確かに都心部に比べ不動産価格は断然安く、全国の自治体がインターネットで提供している「空き家バンク」などで検索すれば、戸建てが格安で賃貸できる物件なども多い。
また、地方は物々交換の文化がまだまだ根強い。畑で収穫できた野菜や果物、山で採ってきた山菜・きのこ、海や川で釣れた魚介類や鹿肉などなどをもらったり、あげたりすることが日常茶飯事。お金をかけずとも食べるものには困らないだろう。
しかし、地方が都会よりも生活費がかからないとは限らない。総務省の「家計調査年報(平成27年)」によると、都市階級別の2人以上の世帯の消費支出は、もっとも高い大都市が約29.8万円なのに対し、もっとも低い小都市B・町村(人口5万未満の市)は約27.2万円と、その差は約2.6万円である。
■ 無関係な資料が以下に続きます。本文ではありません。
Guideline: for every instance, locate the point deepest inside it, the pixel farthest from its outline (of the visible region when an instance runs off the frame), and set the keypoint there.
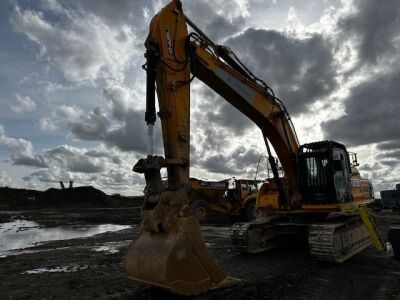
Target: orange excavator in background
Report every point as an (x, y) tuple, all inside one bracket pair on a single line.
[(307, 202), (233, 197)]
年間では30万円以上の差があるのでおトク感はあるかもしれないが、給与水準など収入が低ければ、相殺されてしまう。
ちなみに、人口5万未満の地方都市というと、たとえば兵庫県南あわじ市や高知県南国市、千葉県館山市などといえば想像がつくかもしれない。
さらに、どの地方に移住するかで生活費も異なってくる。
同調査の地方別の消費支出(月額)を比較すると、もっとも高いのは関東だが、僅差で北陸となっており、いずれも30万円以上。もっとも低い沖縄と比べると約8.7万円の開きがある。
沖縄は移住先としても人気が高いが、利便性の高い関東を希望する人もいるだろう。どの移住先を選ぶかによっても、コストが変わることをお忘れなく。
地方移住ではお付き合いにかかる費用に要注意!
移住した場合、想定以上にかかる費用としては、交通費や光熱費、冠婚葬祭費・交際費などが挙げられる。
交通の便の悪い地方ではクルマが必需品であり、駐車場代は必要ないものの、ガソリン代や自動車関係費などのコストはかかる。私の出身地方でも、一家に1台ではなく、家族一人ひとりがマイカーを持つ。ガソリン代などは、需要と供給の法則から都会のほうが安かったりする。